Does the intent to purchase land and an intent to the lease the land have to be notarized?

Full question:

Does the intent to purchase land and an intent to the lease the land (e.g., lease/purchase agreement) have to be notarized to be legal and binding?

Answer:

A notary public is an officer authorized by the state in which the person resides to administer oaths, take acknowledgments, certify documents and to take depositions if the notary is also a court reporter

A person signing a document to be recorded in the land records of a county in Florida must sign before the proper authority, such as a notary public. A notary must state what form of identification was used, affix his seal and state the date that his appointment expires, as well as printing his name.

Acknowledgement of one's signature before a notary public does not affect the legality of a document. The purpose of acknowledging one's signature before a notary is to demonstrate that the signature is genuine and allowed the document it to be recorded in land records (assuming the document deals with a land transfer of some kind).

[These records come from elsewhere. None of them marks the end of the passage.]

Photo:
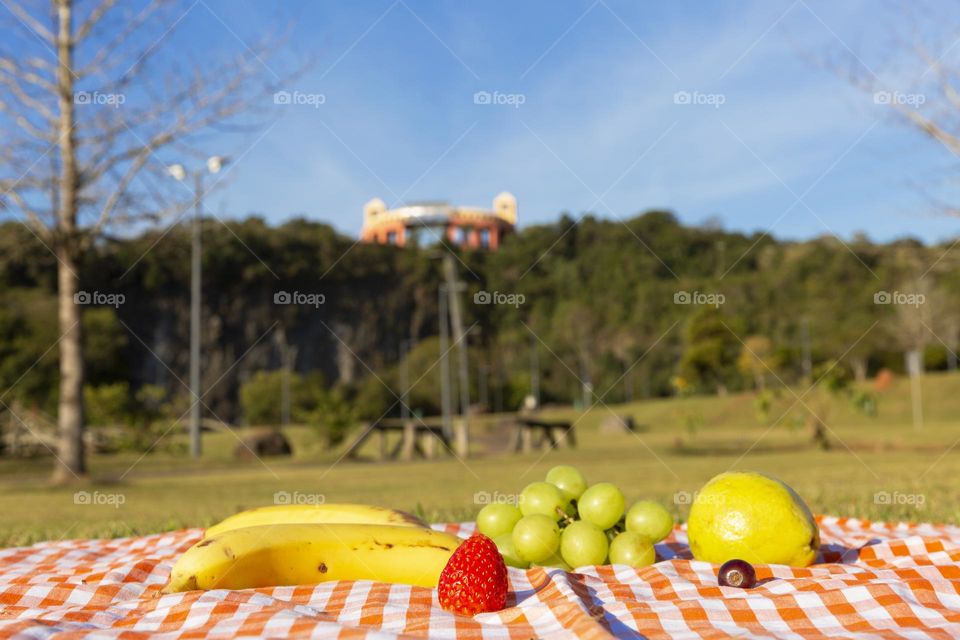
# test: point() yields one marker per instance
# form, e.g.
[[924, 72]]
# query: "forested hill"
[[592, 295]]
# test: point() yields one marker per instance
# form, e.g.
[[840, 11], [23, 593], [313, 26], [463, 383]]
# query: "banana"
[[292, 554], [320, 513]]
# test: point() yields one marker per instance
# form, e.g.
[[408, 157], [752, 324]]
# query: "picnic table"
[[532, 432], [871, 580], [417, 438]]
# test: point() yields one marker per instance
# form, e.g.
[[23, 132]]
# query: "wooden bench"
[[543, 434], [416, 439]]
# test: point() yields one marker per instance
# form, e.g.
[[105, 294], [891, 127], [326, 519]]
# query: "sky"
[[716, 111]]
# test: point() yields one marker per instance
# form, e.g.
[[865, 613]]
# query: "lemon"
[[752, 517]]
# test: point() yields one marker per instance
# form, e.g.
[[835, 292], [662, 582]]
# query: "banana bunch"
[[320, 513], [291, 553]]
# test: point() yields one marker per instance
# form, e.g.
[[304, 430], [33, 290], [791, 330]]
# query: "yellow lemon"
[[752, 517]]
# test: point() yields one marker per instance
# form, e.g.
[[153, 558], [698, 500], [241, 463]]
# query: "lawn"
[[879, 468]]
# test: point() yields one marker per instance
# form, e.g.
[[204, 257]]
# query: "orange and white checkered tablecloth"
[[873, 580]]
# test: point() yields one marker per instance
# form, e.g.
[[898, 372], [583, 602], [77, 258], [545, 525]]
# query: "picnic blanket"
[[872, 580]]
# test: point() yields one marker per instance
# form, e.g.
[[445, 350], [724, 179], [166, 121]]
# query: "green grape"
[[650, 519], [505, 546], [569, 480], [602, 505], [632, 549], [554, 562], [536, 537], [543, 498], [583, 544], [497, 519]]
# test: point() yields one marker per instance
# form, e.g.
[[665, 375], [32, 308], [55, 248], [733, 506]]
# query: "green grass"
[[162, 491]]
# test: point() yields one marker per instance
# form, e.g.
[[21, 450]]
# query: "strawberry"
[[475, 578]]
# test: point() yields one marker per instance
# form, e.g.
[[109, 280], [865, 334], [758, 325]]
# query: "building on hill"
[[427, 223]]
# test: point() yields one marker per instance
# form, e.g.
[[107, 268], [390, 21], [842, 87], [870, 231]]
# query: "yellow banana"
[[291, 554], [319, 513]]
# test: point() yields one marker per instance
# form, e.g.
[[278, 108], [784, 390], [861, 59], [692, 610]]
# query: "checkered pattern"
[[873, 579]]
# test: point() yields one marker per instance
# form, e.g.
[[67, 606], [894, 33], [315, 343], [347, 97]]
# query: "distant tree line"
[[602, 310]]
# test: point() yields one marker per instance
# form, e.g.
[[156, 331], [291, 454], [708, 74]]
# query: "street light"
[[177, 172]]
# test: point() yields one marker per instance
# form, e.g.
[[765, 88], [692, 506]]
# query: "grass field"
[[680, 444]]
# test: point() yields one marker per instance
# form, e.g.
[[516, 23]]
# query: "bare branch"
[[30, 22], [93, 19]]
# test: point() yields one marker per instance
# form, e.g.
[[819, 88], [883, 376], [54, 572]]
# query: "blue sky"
[[598, 128]]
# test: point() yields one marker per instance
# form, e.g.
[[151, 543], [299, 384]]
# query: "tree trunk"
[[70, 463]]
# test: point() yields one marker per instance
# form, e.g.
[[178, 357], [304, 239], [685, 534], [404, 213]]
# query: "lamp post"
[[214, 164]]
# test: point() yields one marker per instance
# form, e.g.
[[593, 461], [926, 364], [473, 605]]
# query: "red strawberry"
[[475, 578]]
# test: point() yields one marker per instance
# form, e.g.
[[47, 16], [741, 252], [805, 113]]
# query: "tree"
[[756, 360], [88, 107], [711, 350]]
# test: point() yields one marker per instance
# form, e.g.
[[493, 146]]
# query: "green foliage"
[[260, 397], [598, 305], [711, 350], [311, 403], [108, 405]]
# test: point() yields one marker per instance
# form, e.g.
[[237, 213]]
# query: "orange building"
[[429, 222]]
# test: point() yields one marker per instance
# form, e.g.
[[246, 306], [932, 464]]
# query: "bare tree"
[[88, 107], [914, 73]]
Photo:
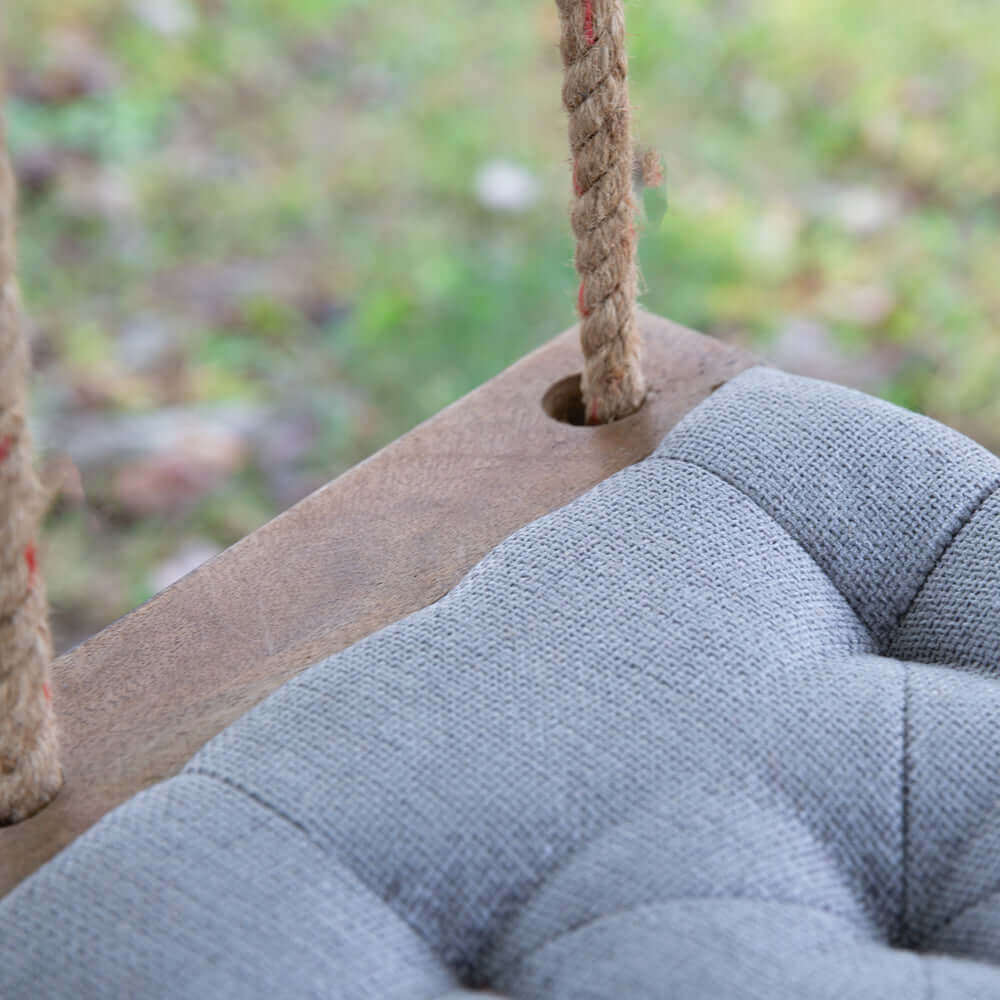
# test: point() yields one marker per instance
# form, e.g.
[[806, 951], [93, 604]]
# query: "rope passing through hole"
[[595, 94], [30, 774]]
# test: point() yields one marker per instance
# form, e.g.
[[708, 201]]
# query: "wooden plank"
[[389, 536]]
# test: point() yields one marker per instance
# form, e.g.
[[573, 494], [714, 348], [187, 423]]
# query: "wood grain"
[[388, 537]]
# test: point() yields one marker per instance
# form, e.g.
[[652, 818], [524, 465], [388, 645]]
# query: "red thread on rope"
[[31, 558], [588, 21]]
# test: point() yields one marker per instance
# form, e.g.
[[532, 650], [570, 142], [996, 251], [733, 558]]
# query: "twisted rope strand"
[[29, 758], [595, 94]]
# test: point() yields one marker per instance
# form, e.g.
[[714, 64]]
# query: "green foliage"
[[291, 184]]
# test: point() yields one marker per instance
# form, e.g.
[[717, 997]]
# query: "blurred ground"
[[261, 238]]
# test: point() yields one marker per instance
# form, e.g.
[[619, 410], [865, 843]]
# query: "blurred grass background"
[[261, 238]]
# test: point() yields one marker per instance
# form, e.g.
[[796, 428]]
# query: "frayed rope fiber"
[[30, 774], [595, 94]]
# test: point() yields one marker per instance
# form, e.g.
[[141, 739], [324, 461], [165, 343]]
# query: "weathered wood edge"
[[388, 537]]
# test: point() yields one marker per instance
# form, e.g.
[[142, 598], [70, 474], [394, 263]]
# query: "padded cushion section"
[[732, 949], [196, 890], [874, 494], [953, 618], [647, 747], [572, 687]]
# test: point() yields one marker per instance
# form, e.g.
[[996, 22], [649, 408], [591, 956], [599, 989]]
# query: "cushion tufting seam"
[[270, 807], [905, 770], [964, 521], [655, 904], [304, 830], [760, 506]]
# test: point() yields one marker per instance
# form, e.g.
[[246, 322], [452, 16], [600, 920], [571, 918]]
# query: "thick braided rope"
[[29, 763], [595, 93]]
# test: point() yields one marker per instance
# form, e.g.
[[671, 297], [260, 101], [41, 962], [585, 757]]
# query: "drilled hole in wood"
[[563, 401]]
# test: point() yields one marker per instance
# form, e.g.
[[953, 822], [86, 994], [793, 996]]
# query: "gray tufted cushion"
[[727, 726]]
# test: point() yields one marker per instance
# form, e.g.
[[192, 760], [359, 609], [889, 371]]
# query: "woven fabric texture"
[[725, 727]]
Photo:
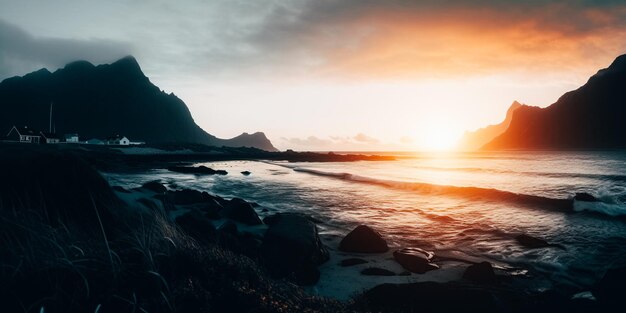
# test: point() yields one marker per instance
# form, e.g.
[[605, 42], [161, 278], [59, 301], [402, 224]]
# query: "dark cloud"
[[21, 52], [353, 35], [361, 137]]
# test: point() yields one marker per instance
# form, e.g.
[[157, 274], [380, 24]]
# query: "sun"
[[437, 136]]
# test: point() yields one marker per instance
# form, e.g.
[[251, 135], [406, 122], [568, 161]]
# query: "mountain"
[[591, 117], [474, 140], [99, 101]]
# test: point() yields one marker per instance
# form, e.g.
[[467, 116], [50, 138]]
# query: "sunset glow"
[[320, 73]]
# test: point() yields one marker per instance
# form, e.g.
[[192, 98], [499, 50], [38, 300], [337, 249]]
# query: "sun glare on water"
[[437, 137]]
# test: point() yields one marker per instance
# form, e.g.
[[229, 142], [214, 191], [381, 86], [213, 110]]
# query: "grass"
[[143, 263]]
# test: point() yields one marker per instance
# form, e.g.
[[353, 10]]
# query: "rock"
[[363, 239], [120, 189], [583, 196], [292, 248], [241, 211], [415, 260], [148, 204], [307, 276], [609, 290], [197, 226], [428, 297], [531, 242], [269, 219], [480, 273], [60, 188], [211, 208], [186, 196], [228, 227], [376, 271], [154, 186], [198, 170], [352, 262]]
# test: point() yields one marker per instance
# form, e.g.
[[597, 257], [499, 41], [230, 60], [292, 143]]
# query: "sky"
[[331, 74]]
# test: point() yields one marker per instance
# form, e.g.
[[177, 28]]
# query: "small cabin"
[[23, 134], [94, 141], [71, 138], [49, 138], [118, 140]]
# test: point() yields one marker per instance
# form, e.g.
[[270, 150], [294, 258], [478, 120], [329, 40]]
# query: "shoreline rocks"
[[586, 197], [292, 248], [376, 271], [363, 239], [241, 211], [198, 170], [480, 273], [415, 260]]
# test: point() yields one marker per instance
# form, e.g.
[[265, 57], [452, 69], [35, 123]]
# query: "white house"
[[94, 141], [71, 138], [23, 134], [118, 140], [49, 138]]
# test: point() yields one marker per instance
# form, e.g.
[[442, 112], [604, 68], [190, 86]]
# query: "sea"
[[474, 203]]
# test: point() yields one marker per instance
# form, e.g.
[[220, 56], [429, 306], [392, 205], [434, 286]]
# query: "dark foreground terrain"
[[69, 242]]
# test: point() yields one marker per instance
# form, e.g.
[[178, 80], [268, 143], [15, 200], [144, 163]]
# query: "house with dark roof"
[[49, 138], [71, 138], [23, 134], [117, 140]]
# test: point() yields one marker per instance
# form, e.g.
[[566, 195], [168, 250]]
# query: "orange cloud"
[[463, 40]]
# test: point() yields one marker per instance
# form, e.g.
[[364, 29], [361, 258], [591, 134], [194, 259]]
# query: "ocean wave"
[[608, 205], [607, 177]]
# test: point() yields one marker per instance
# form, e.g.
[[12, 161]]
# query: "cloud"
[[361, 137], [355, 38], [20, 50], [440, 39], [358, 142], [310, 141]]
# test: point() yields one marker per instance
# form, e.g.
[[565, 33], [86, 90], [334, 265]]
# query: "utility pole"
[[50, 126]]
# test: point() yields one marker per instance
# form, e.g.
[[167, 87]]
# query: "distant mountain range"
[[592, 117], [474, 140], [99, 101]]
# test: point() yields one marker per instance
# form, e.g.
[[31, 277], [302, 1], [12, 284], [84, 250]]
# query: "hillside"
[[99, 101], [591, 117]]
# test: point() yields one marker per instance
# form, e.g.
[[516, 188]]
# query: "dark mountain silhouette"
[[590, 117], [99, 101], [474, 140]]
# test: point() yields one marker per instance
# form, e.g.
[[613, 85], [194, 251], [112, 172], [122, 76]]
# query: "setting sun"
[[437, 136]]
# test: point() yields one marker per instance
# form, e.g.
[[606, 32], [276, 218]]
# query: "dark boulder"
[[228, 227], [480, 273], [198, 170], [186, 196], [376, 271], [241, 211], [155, 187], [292, 248], [609, 290], [583, 196], [211, 209], [197, 226], [148, 203], [415, 260], [120, 189], [352, 262], [531, 242], [363, 239], [61, 188], [428, 297]]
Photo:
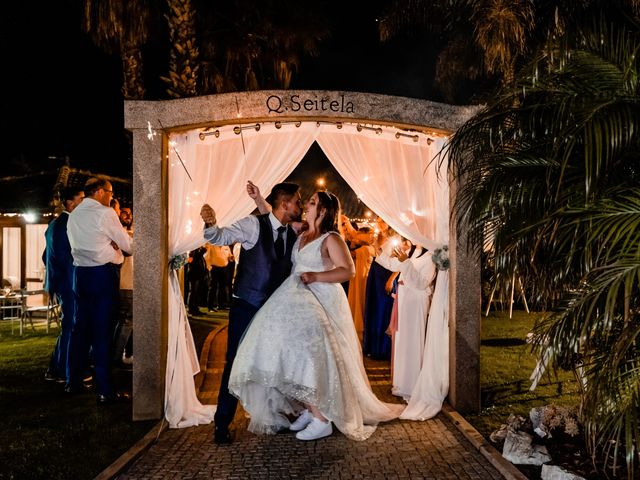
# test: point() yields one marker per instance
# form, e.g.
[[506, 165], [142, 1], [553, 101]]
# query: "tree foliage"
[[552, 169]]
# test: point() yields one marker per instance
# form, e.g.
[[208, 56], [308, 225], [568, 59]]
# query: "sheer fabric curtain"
[[214, 171], [398, 178]]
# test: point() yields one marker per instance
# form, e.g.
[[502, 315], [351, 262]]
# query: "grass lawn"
[[506, 361], [45, 434]]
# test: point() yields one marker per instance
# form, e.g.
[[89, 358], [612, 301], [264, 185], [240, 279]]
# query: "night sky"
[[63, 96]]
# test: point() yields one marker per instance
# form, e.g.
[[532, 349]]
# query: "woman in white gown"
[[301, 353]]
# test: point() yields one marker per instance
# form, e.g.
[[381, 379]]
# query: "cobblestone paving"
[[433, 449]]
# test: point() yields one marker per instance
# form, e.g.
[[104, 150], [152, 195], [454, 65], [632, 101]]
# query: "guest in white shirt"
[[98, 241]]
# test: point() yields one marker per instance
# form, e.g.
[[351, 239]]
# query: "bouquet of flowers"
[[441, 257], [178, 261]]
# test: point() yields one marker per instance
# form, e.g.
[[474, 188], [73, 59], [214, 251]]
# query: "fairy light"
[[152, 133]]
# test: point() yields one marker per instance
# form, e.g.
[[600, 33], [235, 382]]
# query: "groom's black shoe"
[[221, 436]]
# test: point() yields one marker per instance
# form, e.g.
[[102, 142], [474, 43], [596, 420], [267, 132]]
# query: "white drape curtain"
[[398, 179], [214, 171], [395, 177]]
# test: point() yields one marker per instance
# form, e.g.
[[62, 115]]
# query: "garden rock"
[[519, 450], [554, 472]]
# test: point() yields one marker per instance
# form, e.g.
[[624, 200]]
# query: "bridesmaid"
[[378, 303]]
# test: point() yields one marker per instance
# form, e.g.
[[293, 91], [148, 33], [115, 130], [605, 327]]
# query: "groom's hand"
[[208, 215], [309, 277], [252, 190]]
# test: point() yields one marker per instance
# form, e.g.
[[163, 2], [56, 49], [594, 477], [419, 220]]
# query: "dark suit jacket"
[[57, 256]]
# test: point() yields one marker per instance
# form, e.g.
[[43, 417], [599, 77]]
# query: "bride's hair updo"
[[331, 204]]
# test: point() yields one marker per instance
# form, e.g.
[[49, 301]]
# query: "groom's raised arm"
[[245, 231]]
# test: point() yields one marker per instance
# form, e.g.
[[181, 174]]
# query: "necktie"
[[279, 242]]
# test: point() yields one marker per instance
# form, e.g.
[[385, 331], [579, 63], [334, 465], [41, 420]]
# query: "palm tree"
[[486, 39], [552, 171], [183, 57], [122, 28], [483, 38], [246, 48]]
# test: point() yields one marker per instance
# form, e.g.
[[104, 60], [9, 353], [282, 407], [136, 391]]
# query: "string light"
[[152, 133]]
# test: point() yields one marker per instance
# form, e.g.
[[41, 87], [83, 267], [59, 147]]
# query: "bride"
[[301, 354]]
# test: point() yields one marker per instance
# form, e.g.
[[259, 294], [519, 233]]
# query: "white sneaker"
[[315, 430], [302, 421]]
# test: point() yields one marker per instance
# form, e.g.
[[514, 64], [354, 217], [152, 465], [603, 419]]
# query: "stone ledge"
[[506, 468], [131, 455]]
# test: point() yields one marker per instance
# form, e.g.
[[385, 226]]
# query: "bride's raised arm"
[[340, 256]]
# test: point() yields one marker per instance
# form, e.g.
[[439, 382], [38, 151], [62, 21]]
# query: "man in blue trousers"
[[98, 241], [59, 280]]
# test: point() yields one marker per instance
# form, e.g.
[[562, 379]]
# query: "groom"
[[265, 261]]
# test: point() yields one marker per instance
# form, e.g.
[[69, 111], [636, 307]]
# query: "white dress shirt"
[[245, 231], [91, 229]]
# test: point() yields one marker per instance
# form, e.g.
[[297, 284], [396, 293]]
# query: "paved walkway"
[[434, 449]]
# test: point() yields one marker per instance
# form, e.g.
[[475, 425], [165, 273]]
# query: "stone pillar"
[[464, 318], [150, 286]]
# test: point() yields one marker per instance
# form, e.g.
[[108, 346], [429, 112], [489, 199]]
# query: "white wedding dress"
[[302, 345]]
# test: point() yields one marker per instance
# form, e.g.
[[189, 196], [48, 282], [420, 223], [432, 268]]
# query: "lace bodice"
[[309, 258]]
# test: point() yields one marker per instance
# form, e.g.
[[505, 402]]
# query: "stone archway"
[[151, 121]]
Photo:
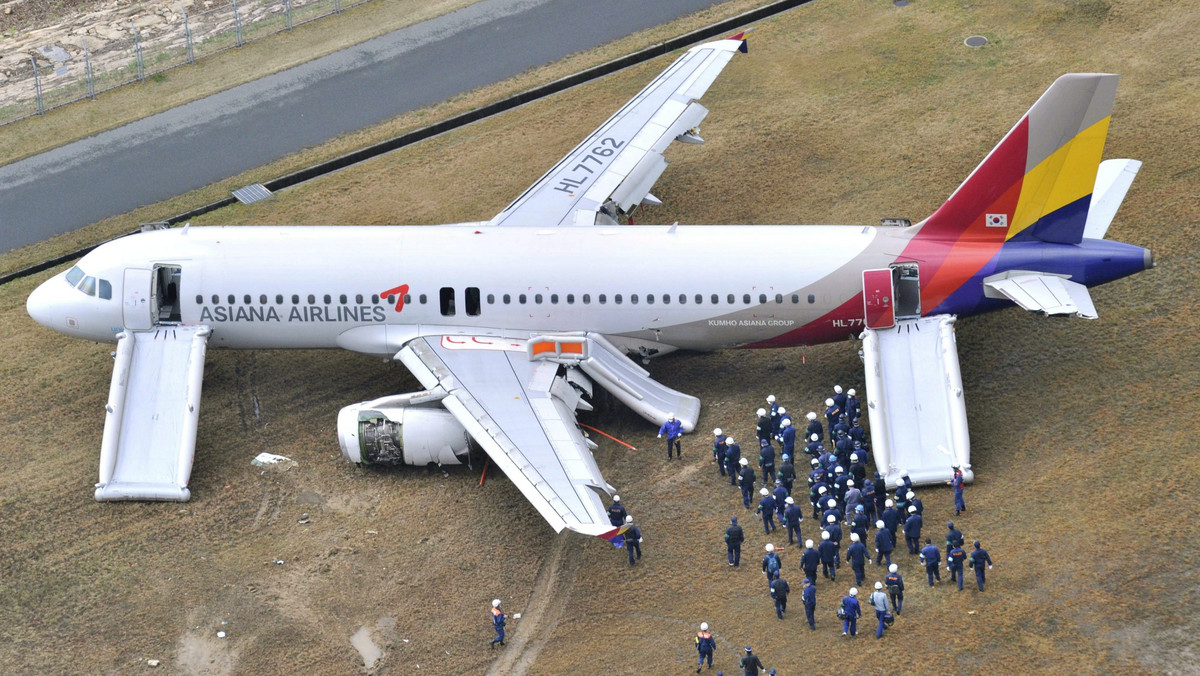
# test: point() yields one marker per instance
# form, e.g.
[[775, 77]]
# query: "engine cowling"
[[401, 435]]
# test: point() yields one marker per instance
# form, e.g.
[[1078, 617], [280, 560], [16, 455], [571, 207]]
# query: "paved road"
[[251, 125]]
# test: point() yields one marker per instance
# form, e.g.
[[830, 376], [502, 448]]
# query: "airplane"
[[509, 324]]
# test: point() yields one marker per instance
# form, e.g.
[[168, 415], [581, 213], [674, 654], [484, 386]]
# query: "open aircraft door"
[[137, 299], [879, 300]]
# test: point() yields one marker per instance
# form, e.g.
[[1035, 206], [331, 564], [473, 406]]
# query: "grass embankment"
[[1081, 431]]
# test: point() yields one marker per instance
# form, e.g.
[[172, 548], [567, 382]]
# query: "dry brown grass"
[[1083, 431]]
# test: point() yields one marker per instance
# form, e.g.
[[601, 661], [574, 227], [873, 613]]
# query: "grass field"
[[843, 112]]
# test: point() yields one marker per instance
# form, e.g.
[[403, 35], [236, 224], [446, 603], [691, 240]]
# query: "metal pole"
[[237, 24], [137, 51], [187, 39], [87, 69], [37, 88]]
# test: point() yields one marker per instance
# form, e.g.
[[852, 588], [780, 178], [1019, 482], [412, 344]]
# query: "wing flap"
[[1038, 292], [513, 407]]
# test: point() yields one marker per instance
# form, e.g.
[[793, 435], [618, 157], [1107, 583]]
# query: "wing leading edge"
[[613, 169]]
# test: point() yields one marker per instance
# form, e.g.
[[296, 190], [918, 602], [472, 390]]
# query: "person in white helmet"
[[617, 512], [745, 479], [705, 646], [763, 426], [880, 600], [673, 430], [767, 509], [850, 612], [498, 622], [832, 413], [853, 407], [719, 449], [894, 584]]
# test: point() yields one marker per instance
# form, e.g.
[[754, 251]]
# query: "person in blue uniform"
[[828, 552], [981, 562], [809, 561], [745, 479], [792, 518], [931, 557], [733, 539], [767, 461], [705, 646], [672, 429], [809, 594], [779, 591], [852, 611], [856, 554], [883, 543], [719, 450], [894, 584], [767, 509], [732, 455], [633, 539], [617, 512], [954, 562], [912, 530], [498, 622], [957, 483]]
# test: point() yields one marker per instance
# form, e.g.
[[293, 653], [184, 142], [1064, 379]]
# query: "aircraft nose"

This content is for informational purposes only and is not legal advice. Legal statutes mentioned reflect the law at the time the content was written and may no longer be current. Always verify the latest version of the law before relying on it.

FAQs

Yes, a contract can still be legally binding even if it is not notarized. The essential elements for a contract to be binding include offer, acceptance, consideration, and the intention to create a legal relationship. Notarization primarily serves to verify the authenticity of signatures, but it is not a requirement for the contract's validity.